At the end of the day, human's way for communications, words, in an normal scenario of communications, been though three general stage of precision loss.

However, this doesn't only happens inter-human communication, as we discussed previously, this sort of "lossy compressions" goes in a same way on human-to-LLM communications (typing prompts to LLMs), you will see that despite words are the only medium for communication, they are defected for communication in their true nature.

How incredible vectors are in expressing meanings

Vectors are how Large-Language Models deal with words, or rather, meanings. Everything you input into will be firstly mapped into token_id. The which these token_id will be map words into word embeddings.

One of the difficulties on creating such machine like Large-Language Models, is how can these machines - essentially computers - understand the meaning of words. We understand words - through out a life-time of constant contextual learning with visual implications, but machines can't, how can they only learn by regression, or optimization of data, finding the lowest derivative of the residual function.

The way that machines approach this problem of meanings, is through out high dimensional vectors. I knew that I probably had already mentioned this a few time, but you'll see how interesting and actual "contextually rich" these tokens are, with few fun instance, where we referenced 3Blue1Brown's DL5 w/ https://arxiv.org/pdf/1301.3781

What Transformers does eventually, is updating word embeddings with unimaginable contextual information (multi-head attention: $context^{2}$ space makes a attention pattern; 96 attention patterns makes a attention head (layer); 96 attention heads makes GPT-3's multi-head attention architecture.)

1. Large Language Models achieve prediction through reasoning with their final vector, but this vector isn't really about words (tokens) anymore—it's an abstraction of meaning itself. The Transformer architecture semantically updates each word's vector through attention mechanisms, layer by layer. By the time we reach the final layer, what emerges isn't a word representation at all, but rather a pure abstraction of meaning.

2. At the unembedding layer, we use the WuW_u Wu matrix to generate logits across the vocabulary, mapping these precisely expressed "meanings" onto the most probable "words." But this is inherently a lossy compression of meaning. First, the probabilistic selection itself degrades semantic precision. Second, when we interpret these words, we do so through our own cognitive frameworks—introducing yet another layer of precision loss.
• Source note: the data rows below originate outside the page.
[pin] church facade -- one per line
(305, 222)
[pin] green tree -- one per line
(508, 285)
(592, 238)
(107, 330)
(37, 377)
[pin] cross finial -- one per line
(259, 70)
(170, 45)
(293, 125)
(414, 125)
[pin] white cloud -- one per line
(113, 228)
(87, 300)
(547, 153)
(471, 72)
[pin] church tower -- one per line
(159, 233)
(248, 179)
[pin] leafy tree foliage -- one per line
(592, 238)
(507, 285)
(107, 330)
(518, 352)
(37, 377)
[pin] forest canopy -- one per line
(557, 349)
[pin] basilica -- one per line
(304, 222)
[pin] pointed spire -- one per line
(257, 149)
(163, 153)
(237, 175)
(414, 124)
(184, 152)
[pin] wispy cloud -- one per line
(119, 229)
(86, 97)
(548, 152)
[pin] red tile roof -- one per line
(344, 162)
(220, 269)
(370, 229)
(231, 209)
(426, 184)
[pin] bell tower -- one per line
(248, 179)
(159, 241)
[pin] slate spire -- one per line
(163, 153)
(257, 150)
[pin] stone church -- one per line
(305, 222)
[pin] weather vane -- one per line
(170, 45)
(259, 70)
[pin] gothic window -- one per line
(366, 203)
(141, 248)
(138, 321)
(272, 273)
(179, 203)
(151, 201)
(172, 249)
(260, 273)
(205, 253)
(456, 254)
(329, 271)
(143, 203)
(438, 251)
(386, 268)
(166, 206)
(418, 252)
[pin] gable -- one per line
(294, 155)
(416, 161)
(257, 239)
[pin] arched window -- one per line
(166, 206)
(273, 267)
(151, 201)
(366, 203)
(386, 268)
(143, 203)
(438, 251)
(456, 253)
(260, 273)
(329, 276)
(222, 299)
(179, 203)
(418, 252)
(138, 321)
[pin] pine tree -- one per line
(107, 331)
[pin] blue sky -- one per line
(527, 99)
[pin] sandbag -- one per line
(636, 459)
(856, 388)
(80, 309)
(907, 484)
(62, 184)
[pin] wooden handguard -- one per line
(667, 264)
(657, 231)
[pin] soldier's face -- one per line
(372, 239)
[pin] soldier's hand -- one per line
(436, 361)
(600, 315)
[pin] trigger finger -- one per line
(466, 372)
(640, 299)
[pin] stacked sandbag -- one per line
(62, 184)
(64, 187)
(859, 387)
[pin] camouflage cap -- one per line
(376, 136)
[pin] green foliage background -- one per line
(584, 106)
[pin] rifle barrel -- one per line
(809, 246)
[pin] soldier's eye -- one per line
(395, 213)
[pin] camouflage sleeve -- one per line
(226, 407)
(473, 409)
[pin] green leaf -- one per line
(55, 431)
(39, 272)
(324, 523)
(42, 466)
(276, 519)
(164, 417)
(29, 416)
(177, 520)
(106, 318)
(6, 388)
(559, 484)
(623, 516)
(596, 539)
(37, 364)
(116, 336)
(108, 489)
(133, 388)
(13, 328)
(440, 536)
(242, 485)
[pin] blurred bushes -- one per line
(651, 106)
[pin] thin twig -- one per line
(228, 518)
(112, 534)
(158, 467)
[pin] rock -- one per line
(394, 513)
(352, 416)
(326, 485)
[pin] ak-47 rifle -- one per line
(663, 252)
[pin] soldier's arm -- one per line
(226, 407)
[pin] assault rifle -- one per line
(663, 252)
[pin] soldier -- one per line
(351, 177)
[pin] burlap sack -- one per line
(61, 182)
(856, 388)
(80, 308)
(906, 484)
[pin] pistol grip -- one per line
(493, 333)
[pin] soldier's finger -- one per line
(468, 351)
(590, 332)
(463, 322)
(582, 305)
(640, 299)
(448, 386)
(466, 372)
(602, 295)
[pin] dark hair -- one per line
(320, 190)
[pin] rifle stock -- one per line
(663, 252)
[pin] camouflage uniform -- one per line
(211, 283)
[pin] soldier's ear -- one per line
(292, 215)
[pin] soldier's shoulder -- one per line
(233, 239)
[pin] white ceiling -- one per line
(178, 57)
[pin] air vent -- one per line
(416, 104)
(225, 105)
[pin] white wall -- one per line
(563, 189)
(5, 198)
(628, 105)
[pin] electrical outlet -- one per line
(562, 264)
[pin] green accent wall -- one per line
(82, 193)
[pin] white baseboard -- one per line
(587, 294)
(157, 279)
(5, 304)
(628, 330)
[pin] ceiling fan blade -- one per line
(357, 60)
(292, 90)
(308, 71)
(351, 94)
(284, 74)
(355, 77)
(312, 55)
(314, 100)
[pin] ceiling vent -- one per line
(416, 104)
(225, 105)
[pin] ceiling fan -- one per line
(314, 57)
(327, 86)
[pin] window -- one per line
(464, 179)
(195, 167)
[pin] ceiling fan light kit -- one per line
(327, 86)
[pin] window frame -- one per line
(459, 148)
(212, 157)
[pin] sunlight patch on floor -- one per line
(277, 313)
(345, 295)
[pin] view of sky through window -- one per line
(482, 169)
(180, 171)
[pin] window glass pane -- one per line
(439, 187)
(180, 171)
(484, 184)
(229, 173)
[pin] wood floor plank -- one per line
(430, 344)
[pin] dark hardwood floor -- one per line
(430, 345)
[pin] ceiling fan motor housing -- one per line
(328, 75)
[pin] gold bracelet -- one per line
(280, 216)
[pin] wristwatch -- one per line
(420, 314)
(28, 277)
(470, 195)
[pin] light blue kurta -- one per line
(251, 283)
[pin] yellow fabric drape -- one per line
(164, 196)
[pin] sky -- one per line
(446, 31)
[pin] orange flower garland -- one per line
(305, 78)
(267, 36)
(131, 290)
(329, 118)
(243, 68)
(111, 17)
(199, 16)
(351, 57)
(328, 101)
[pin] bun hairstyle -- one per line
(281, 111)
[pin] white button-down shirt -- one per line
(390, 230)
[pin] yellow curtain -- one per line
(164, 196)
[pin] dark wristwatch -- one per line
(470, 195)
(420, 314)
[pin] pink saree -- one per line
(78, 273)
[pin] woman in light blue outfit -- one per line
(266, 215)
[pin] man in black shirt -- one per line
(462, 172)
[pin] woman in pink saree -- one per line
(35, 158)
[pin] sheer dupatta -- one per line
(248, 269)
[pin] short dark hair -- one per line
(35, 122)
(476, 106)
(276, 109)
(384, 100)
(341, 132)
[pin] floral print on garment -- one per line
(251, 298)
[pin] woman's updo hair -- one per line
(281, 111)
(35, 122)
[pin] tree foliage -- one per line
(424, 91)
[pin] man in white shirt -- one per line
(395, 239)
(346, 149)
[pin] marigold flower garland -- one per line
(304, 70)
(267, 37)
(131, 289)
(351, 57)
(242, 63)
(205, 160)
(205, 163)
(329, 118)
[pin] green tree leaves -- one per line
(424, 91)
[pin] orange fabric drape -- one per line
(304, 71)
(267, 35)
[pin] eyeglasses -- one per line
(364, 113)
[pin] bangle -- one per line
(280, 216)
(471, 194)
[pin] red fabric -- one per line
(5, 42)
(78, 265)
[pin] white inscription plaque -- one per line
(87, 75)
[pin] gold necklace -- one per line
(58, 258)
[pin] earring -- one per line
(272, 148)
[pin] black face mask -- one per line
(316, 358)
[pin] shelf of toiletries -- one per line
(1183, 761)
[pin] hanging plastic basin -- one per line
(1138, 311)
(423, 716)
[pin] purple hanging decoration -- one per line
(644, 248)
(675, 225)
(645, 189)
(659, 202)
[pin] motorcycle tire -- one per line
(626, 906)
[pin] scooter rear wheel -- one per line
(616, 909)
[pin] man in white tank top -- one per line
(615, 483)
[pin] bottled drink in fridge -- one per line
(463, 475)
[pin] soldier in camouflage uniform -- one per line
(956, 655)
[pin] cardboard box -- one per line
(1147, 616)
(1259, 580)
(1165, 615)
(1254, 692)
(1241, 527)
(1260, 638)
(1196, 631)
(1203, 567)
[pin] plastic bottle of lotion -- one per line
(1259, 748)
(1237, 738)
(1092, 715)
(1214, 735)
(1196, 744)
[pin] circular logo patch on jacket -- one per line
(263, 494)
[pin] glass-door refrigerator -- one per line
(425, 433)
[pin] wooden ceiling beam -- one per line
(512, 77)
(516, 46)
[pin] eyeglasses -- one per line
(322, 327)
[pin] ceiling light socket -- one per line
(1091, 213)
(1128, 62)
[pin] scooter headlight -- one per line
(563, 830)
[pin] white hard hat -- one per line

3. This creates a fascinating paradox: when we communicate with LMs, we're navigating multiple layers of lossy semantic compression and decompression. Internally, the Transformer's vectors express meanings with extraordinary precision. But to enable human communication, LMs must convert words into vectors, then vectors back into words. The models have already developed the capability for pure "meaning-to-meaning" communication—we're just stuck using words as the interface.

-----

This piece remains unfinished - What you seen above is what I started, but never have the time to finish 4 months ago, it seemly impossible for me to finish it as the integrity I would wanted it, so I decide to just post it out - so it might have a chance on bring little of inspirations instead of just sitting in my computer. I wished I finished tracing down these thoughts into words, but this fittingly reflected the theme of this blog - Words are lossy compressor of our thoughts, even though the answer to this question already lies in the chatbots, LLMs, or rather we've found the right question for this answer.